Of course, the picture does have the undoubted chemistry of its two star performers, John Travolta and his dancing bottom. Travolta's butt needs no big numbers: even walking through the cafeteria, it wiggles across the screen far more fetchingly than those of the girls of Rydell High. It's just a shame that this love affair between young John and his posterior has to be conducted in the superfluous presence of gooseberry Olivia Newton-John. When the "National Bandstand" television show comes to Rydell, Olivia says, "I hope I don't get camera fright." Bit late to worry about that.
Four decades on, at a time when it would come as no surprise to see Justin Beiber playing a US Treasury Secretary with Miley Cyrus as a feisty head of the Joint Chiefs of Staff, the most striking thing about Grease is how old everyone looks. No wonder they had to get Eve Arden and Sid Caesar to play the Rydell High faculty: the schoolkids all look about 35. If you were a high schooler yourself the first time you saw it and thought, "Wow! I wish I looked liked those guys", don't worry: chances are by now you do. Stockard Channing as the tough gal Rizzo is the nearest thing to a great performance, but Jeff Conaway, as the head of the T-Birds, has a plausibly small-town cool. The only exception to the general thirtysomething casting is a woman in late-middle age who cuts in on the dancing Travolta at the hop. "Ah-ha!" you say. "Here's his mother, come to take him home." But no; apparently, this is the local nympho from St Bernadette's.

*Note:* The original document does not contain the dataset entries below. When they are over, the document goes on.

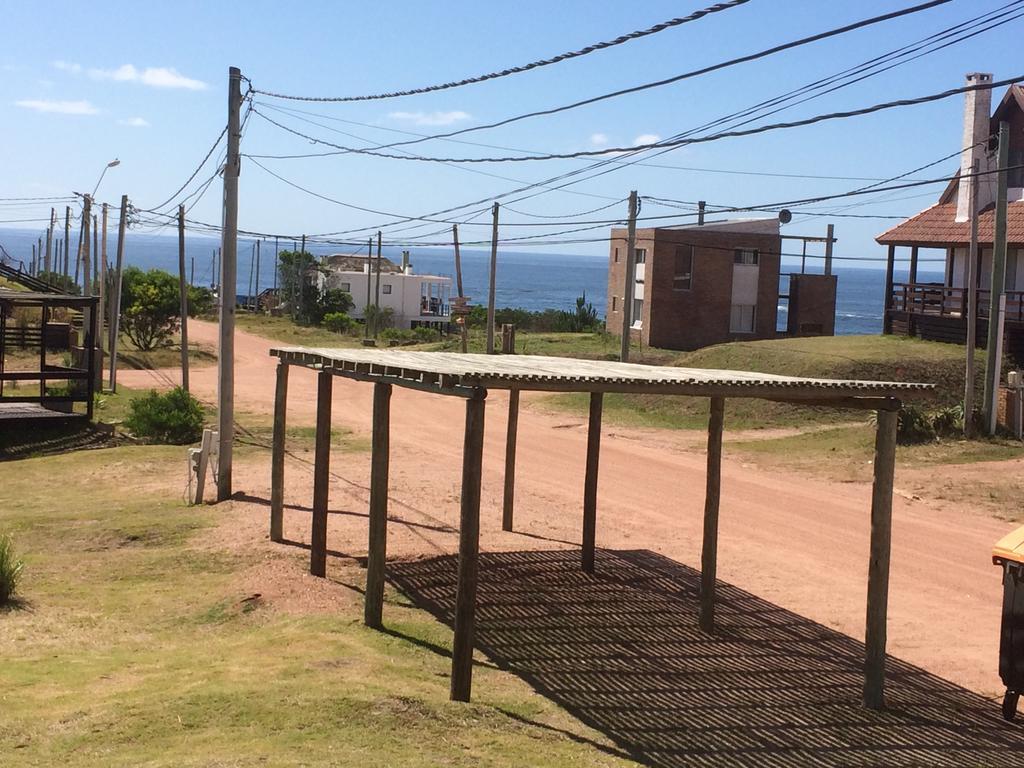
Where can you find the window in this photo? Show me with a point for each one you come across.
(637, 317)
(741, 318)
(683, 278)
(744, 256)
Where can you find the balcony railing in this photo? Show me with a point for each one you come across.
(928, 298)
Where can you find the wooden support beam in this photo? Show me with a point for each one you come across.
(469, 545)
(377, 551)
(590, 481)
(278, 455)
(510, 440)
(322, 474)
(709, 552)
(878, 566)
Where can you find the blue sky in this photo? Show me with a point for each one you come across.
(147, 84)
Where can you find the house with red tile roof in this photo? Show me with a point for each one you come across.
(938, 310)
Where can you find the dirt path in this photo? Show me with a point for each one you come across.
(798, 542)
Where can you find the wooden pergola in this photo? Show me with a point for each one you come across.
(471, 376)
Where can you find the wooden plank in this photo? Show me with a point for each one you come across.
(377, 551)
(878, 566)
(510, 446)
(709, 551)
(469, 545)
(590, 481)
(278, 455)
(322, 475)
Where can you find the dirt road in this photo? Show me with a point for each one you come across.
(799, 542)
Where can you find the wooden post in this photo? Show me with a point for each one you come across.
(492, 279)
(590, 480)
(278, 455)
(887, 326)
(228, 288)
(183, 292)
(997, 284)
(630, 280)
(469, 545)
(322, 474)
(971, 286)
(878, 566)
(713, 494)
(116, 297)
(510, 440)
(377, 551)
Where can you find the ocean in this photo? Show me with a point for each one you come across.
(530, 281)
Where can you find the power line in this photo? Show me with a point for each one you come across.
(718, 7)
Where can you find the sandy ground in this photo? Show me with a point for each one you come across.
(800, 543)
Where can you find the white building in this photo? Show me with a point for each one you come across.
(415, 299)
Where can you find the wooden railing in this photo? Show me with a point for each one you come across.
(929, 298)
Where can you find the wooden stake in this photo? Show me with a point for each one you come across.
(590, 481)
(878, 566)
(228, 289)
(709, 551)
(377, 552)
(510, 440)
(469, 545)
(322, 474)
(493, 279)
(116, 299)
(630, 280)
(183, 294)
(278, 455)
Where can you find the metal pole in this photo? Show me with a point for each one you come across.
(228, 276)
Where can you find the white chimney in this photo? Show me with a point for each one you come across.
(977, 121)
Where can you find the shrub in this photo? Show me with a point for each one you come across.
(337, 322)
(10, 569)
(174, 418)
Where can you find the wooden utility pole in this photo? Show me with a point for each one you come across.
(492, 280)
(116, 298)
(183, 294)
(228, 280)
(997, 283)
(972, 306)
(631, 265)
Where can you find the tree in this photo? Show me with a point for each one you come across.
(150, 306)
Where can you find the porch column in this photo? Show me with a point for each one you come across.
(878, 566)
(887, 306)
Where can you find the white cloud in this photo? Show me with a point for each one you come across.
(74, 69)
(431, 118)
(57, 108)
(646, 138)
(156, 77)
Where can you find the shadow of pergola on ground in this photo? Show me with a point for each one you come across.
(622, 651)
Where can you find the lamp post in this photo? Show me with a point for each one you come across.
(112, 164)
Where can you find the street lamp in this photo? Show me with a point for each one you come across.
(112, 164)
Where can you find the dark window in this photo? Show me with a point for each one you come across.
(683, 278)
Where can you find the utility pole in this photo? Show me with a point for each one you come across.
(972, 306)
(492, 279)
(631, 263)
(228, 279)
(183, 291)
(116, 299)
(997, 283)
(377, 290)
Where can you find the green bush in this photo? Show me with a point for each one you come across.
(10, 569)
(174, 418)
(338, 322)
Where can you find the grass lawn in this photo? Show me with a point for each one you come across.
(139, 642)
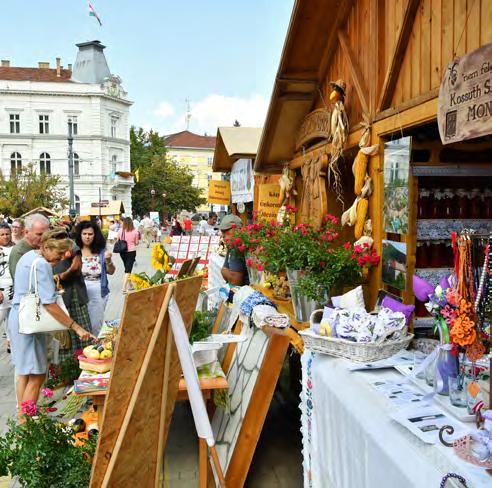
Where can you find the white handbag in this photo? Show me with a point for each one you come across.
(33, 316)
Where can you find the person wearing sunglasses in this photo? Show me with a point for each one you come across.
(6, 285)
(17, 230)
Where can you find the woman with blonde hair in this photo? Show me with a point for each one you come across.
(129, 234)
(29, 351)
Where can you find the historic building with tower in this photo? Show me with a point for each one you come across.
(36, 106)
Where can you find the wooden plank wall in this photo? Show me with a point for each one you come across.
(442, 29)
(440, 32)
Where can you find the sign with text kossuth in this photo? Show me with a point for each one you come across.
(465, 97)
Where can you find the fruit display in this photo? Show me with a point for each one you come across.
(278, 284)
(97, 357)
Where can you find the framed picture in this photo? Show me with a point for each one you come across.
(396, 173)
(394, 261)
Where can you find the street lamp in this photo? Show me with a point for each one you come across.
(164, 196)
(152, 194)
(71, 211)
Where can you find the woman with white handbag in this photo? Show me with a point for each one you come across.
(37, 308)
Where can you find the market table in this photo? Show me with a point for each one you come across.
(349, 439)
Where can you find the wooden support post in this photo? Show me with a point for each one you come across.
(399, 52)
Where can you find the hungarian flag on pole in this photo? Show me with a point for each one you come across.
(93, 13)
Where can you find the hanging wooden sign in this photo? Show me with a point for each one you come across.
(465, 97)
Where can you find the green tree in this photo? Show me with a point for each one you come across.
(158, 172)
(26, 190)
(144, 146)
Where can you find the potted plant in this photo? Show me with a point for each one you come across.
(244, 241)
(315, 260)
(42, 453)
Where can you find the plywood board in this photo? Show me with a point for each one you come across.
(138, 460)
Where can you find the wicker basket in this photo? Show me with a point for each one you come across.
(354, 351)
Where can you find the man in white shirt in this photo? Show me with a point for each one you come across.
(148, 225)
(209, 227)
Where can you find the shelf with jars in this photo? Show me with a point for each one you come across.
(441, 229)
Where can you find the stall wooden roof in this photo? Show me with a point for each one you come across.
(392, 55)
(234, 143)
(310, 39)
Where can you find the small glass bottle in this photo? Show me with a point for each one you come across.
(423, 204)
(487, 204)
(436, 205)
(422, 260)
(448, 204)
(461, 204)
(436, 254)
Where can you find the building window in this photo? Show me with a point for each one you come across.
(114, 126)
(76, 165)
(15, 162)
(14, 123)
(45, 164)
(75, 125)
(44, 124)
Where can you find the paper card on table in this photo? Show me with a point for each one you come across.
(473, 389)
(425, 423)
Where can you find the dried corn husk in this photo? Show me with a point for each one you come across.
(367, 189)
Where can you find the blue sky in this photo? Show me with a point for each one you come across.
(222, 55)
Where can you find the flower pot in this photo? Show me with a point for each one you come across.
(303, 306)
(255, 276)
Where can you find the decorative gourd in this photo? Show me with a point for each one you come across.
(362, 207)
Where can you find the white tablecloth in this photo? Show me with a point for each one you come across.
(350, 441)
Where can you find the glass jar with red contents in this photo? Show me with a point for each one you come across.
(423, 206)
(475, 200)
(461, 204)
(422, 259)
(436, 254)
(448, 204)
(436, 205)
(487, 204)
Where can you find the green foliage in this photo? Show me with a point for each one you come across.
(160, 173)
(41, 452)
(26, 190)
(201, 326)
(64, 373)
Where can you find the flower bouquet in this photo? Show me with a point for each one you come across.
(457, 328)
(161, 262)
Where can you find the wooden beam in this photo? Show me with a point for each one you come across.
(393, 71)
(343, 12)
(355, 71)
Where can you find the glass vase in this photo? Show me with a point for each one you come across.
(446, 365)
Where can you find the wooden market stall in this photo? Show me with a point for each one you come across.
(234, 144)
(393, 56)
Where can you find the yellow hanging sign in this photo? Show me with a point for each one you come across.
(219, 192)
(268, 201)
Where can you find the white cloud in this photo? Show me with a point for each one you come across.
(214, 111)
(164, 110)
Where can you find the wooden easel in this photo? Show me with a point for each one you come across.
(143, 388)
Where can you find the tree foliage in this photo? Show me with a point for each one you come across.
(26, 190)
(157, 171)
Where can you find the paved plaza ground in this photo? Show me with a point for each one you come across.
(277, 462)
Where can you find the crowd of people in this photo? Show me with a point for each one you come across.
(75, 259)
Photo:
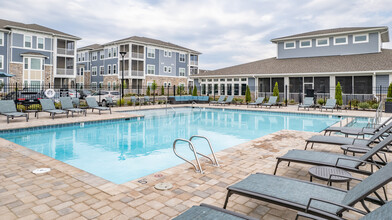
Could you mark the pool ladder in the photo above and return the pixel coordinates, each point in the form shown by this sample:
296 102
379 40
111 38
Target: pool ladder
197 166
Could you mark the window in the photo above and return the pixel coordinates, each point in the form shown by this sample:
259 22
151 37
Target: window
40 43
182 71
289 45
150 53
360 38
94 70
27 41
182 58
340 40
305 43
151 69
322 42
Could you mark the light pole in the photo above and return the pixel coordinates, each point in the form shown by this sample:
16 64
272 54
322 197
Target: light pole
122 53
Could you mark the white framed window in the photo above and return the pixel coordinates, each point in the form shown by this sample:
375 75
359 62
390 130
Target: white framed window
289 45
94 70
322 42
27 41
182 58
181 71
340 40
360 38
305 43
40 43
109 69
150 69
150 53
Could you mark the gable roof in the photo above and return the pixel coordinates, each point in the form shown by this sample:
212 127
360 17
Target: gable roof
336 31
328 64
153 42
8 25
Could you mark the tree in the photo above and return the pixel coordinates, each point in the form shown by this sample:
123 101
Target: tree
338 94
276 91
194 91
248 97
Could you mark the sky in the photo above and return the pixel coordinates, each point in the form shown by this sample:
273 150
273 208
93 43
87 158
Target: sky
226 32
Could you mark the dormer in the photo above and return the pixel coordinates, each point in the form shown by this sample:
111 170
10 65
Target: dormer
332 42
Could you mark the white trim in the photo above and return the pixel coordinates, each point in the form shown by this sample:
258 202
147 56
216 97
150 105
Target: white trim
300 43
361 42
289 48
322 45
334 40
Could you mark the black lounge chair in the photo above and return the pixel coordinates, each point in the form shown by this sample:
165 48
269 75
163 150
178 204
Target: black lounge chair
350 163
338 140
314 198
209 212
8 109
48 106
93 104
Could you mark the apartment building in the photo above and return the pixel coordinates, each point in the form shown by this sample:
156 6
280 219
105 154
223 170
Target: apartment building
37 55
145 60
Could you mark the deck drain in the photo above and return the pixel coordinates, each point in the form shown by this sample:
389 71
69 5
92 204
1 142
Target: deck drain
163 186
41 170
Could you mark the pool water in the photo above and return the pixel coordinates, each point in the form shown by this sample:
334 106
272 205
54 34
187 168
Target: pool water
120 151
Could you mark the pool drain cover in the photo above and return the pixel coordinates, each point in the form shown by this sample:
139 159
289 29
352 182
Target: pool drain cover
41 170
163 186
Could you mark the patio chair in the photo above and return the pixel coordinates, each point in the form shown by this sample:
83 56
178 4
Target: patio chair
349 163
338 140
331 104
66 104
314 198
209 212
369 131
8 109
221 99
308 103
271 101
48 106
258 101
93 104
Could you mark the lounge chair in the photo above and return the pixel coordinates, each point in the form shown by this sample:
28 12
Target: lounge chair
93 104
7 108
338 140
221 99
228 101
48 106
331 104
349 163
258 101
314 198
209 212
369 131
271 101
308 103
66 104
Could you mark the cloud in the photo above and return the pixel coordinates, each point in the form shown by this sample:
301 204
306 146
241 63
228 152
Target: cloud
226 32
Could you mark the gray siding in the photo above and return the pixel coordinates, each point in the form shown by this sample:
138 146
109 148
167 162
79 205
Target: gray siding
370 47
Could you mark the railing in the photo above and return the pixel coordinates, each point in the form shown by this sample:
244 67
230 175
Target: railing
64 51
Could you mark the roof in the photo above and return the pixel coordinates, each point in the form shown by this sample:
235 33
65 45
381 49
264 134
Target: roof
327 64
336 31
153 42
5 24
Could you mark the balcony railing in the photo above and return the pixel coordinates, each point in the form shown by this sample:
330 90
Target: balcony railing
64 51
65 72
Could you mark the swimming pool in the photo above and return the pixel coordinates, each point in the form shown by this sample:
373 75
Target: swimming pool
124 150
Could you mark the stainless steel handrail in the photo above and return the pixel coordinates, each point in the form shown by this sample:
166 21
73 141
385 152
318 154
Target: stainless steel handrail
198 170
215 161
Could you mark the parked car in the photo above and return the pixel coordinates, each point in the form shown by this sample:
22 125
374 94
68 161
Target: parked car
100 96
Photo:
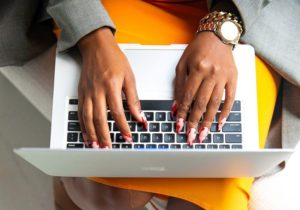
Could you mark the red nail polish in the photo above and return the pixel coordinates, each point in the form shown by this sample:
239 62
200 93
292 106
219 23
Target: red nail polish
127 137
174 108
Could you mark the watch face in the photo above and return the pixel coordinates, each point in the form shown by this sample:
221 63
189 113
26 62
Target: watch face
229 31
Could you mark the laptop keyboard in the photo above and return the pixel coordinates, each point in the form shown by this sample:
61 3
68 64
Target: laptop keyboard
160 133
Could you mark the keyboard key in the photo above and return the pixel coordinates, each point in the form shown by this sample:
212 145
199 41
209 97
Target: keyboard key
181 138
200 146
127 116
149 116
169 138
150 146
175 146
72 137
170 117
154 127
140 127
187 146
115 127
207 139
218 138
119 138
233 138
73 115
116 146
174 128
232 127
132 126
234 117
80 138
212 146
73 126
224 146
126 146
112 137
135 137
109 116
236 106
236 146
73 101
74 146
160 116
125 105
157 138
156 104
166 127
145 137
214 127
139 146
163 146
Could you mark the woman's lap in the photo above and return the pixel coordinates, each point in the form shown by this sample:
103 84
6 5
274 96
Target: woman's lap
173 23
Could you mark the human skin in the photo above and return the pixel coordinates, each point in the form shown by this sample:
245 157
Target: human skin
205 69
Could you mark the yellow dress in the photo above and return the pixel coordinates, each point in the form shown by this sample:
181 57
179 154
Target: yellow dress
158 22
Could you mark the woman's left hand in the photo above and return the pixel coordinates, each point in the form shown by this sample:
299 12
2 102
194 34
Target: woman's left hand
205 69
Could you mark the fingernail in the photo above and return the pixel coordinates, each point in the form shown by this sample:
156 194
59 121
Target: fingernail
84 136
174 108
144 120
191 135
221 124
127 137
203 133
95 145
179 125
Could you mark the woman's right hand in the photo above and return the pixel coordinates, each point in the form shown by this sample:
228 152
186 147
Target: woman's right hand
105 73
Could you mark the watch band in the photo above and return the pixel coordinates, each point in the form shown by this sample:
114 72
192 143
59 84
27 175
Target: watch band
212 21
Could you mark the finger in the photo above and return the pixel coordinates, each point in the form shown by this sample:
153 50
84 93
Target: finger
100 121
116 108
191 87
199 106
181 74
133 101
87 115
213 106
80 118
230 89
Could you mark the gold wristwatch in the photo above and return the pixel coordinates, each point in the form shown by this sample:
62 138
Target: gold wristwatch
225 25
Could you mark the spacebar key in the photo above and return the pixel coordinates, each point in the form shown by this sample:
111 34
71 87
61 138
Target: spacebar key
232 127
74 146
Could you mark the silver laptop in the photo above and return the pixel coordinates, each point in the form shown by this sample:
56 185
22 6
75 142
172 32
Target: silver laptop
157 151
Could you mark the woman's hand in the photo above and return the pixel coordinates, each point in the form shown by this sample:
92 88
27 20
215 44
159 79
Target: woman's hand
105 73
205 69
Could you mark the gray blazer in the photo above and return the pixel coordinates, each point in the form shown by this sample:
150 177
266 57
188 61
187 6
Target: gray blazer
272 27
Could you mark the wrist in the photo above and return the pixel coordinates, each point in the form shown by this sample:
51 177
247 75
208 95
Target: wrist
96 40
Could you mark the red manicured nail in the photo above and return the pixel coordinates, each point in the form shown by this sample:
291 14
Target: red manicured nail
144 120
202 134
84 136
221 124
95 145
179 125
174 108
191 135
127 137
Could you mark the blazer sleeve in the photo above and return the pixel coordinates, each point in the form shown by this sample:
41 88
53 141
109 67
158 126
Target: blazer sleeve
273 29
77 18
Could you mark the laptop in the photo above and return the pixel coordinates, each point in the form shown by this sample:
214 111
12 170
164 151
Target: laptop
157 151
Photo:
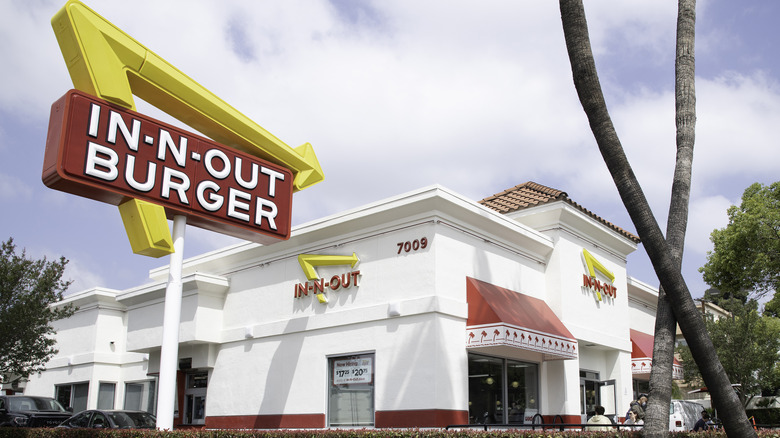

The romance operates on a karaoke level: You're aware that there's really no "Danny" or "Sandy", but it's fun to watch John Travolta and Olivia Newton-John pretending to be them. Travolta looks incredibly camp during basketball practice and pulls off a superbly metrosexual vowel sound at the end of his duet with Livvy — "But eaueaeau those Summer Nights." Eaueaau indeed. But Livvy's leather turn in "You're The One That I Want" remains one of the great musical moments from post-Golden Age Hollywood. Grease will always be watchable: It's less a musical about high school than the acme of high-school musicals - like going to see a bunch of familiar faces goof around and sing and pledge undying love for a couple of hours. That's the groove it's got going for it, and probably always will have. It is a very particular skill to be able to see the potential in an unpromising piece of source material - in this case, a mediocre stage musical - and to transform it into a worldwide transgenerational hit. Robert Stigwood had that skill, and for a few amazing years lightning struck. Rest in peace.